Sky Glabush Paints the Story

Hampton, Chris. National Gallery of Canada

Sky Glabush began his “The Valley of Love series with a simple, scabrous observation: contemporary painting seems to have lost the plot. A century earlier, modernists like Ben Shahn and Marc Chagall told vivid stories within their painting. More recently, however, narrative has become diminished, or else idiosyncratic and illegible. Contemporary painting, Glabush says, tends to valorize the creative process in pursuit of the “interesting,” “innovative” or novel. But when he drilled down into the stuff of art, he found that storytelling was its bedrock.

 

For his recent return to large-scale painting — the format the London, Ont.-based artist was acclaimed for a decade ago — Glabush contemplated the building blocks of traditional folktale. “Good guys, bad guys, a forest, a marriage," he lists, tropes and structures so embedded in our sense of narrative that they influence the way we understand our own lives.
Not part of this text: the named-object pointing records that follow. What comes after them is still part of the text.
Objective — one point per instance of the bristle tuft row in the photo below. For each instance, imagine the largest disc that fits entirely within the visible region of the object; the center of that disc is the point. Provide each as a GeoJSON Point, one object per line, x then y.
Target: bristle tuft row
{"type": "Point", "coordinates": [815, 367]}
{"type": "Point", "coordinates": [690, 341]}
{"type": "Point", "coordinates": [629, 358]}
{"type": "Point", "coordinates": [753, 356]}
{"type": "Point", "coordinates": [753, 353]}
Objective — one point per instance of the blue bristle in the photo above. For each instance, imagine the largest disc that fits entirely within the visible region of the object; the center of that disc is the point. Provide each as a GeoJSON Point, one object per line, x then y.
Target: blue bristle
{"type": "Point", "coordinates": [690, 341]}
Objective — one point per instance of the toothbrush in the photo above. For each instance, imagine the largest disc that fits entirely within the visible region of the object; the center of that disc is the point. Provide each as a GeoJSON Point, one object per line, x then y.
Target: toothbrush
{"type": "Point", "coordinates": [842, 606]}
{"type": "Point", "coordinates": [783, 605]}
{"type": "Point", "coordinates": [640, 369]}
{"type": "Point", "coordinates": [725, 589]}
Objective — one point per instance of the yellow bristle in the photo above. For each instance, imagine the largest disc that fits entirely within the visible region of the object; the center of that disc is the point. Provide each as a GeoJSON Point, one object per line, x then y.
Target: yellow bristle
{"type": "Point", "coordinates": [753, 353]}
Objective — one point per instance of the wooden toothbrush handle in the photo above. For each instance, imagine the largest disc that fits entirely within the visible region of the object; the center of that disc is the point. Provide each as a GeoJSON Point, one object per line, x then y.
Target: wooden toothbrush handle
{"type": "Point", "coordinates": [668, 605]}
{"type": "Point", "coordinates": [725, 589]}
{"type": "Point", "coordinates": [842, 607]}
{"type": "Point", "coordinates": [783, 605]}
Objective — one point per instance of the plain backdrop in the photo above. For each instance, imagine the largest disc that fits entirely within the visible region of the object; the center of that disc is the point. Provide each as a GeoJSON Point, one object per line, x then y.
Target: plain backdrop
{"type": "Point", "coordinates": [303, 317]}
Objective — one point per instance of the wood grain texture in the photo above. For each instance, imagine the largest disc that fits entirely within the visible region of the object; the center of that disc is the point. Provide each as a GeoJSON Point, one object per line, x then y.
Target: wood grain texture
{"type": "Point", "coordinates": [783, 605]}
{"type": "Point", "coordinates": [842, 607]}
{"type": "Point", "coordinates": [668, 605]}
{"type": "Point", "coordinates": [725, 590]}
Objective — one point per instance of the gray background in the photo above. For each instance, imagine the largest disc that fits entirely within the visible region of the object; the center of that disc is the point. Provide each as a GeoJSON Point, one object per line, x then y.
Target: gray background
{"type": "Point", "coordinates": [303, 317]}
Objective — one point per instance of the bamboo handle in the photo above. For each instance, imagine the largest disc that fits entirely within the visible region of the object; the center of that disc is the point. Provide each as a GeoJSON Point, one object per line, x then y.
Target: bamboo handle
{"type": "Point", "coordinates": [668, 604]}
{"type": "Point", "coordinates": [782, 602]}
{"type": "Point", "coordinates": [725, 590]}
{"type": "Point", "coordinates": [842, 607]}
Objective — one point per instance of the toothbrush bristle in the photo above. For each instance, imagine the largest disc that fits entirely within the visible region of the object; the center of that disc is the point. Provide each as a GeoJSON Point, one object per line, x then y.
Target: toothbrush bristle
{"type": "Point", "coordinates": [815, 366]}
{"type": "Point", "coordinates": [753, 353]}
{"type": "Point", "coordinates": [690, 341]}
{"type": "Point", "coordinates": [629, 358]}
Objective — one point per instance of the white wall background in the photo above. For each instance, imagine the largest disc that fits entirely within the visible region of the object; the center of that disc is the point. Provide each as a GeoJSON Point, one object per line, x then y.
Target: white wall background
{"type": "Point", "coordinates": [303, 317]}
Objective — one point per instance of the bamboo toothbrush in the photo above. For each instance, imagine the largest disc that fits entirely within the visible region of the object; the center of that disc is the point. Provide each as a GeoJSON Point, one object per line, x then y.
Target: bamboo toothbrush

The various motifs formed the subjects of “The Valley of Love,” a suite of five paintings, shown at Toronto’s Clint Roenisch Gallery in fall 2018. The National Gallery of Canada acquired two works from the exhibition, “The Boarding House” and “The Clearing,” both currently on view in the contemporary galleries.

 

The Boarding House” pictures a multi-storey residence built from polychrome puzzle pieces. With its inconstant architecture and its cheery palette somewhat dirtied, the lodging transmits mystery. It invites all manner of stories upon it and into it. Glabush was inspired by post-Viking churches in Norway, their aesthetic carrying a “dark kind of energy.” The structure of “The Boarding House is an amalgam of about ten different buildings, he says, also including Edwardian churches as well as make-believe spaces. It is designed in such a way that each floor forms the foundation for the storey above, each following its own architectural logic. Its "construction" was similar to how a painting gets built, Glabush says: he renovated the structure here and there, making additions, demolishing walls, affecting stylistic alterations. And by those same operations, “The Boarding House also stands as an allegory for the act of storytelling: the way narratives grow and change with each retelling, like an old home remodelled.

 

Glabush wanted to include a landscape in the show — not his own observed landscape, like those he had painted years ago, but the emblem of a landscape. So he worked from a tiny watercolour by early 20th-century British painter Paul Nash that he had found online. He made a drawing, and then a watercolour from his drawing. He then blew it up on a three-metre canvas and worked with oil and sand. “The Clearing” peers out from the forest thicket, which is denuded, eerily fingerlike and rendered in foreign shades. Journeying into the deep landscape, crossing the dark forest, such adventures form an archetype stretching back through literature, poetry and oral tradition. There, the woods often represent an entrance to the unknown. Their danger is both physical and psychic. To escape the woods, to reach the clearing, is to experience growth from the encounter. Picturing that threshold, as Glabush has here, charts the narrative arc as tension tips toward resolution and entanglement toward enlightenment. His hero can now return home.

 

So what did this study of storytelling all yield? From the start of his art-making practice, Glabush has been trying to understand the relationship between spirituality and art. “I went into it poetically. I went into it conceptually. I went to it theoretically. And I also went at that question in a very literal way.” The query ceased, he says, with the realization all art is spiritual. “All art is an evocation of this spirit. It’s like the relationship between rhythm and dance: of course there is one, but it’s an intrinsic relationship.” And just as “rhythm isn’t always the subject of dance,” he resolved that spirituality needn’t be the subject of every painting — it would comprise it regardless. “The Valley of Love” series marked something of a leap for Glabush, as he accepted “art is an evocation” and focused his excavation instead squarely on the concept of narrative. Meanwhile, the deeper he dug, the more spiritually significant his unearthings. These paintings brought him to recognize that the stories we hold onto tightly, the ones we pass between generations, those that gird whole cultures, tend to address our basest human questions: Where did we come from? Why are we here? How should we act? “That’s exactly what I came to,” Glabush says, “these foundational stories are always underpinned with our search for meaning.” It is perhaps the reason we tell stories in the first place.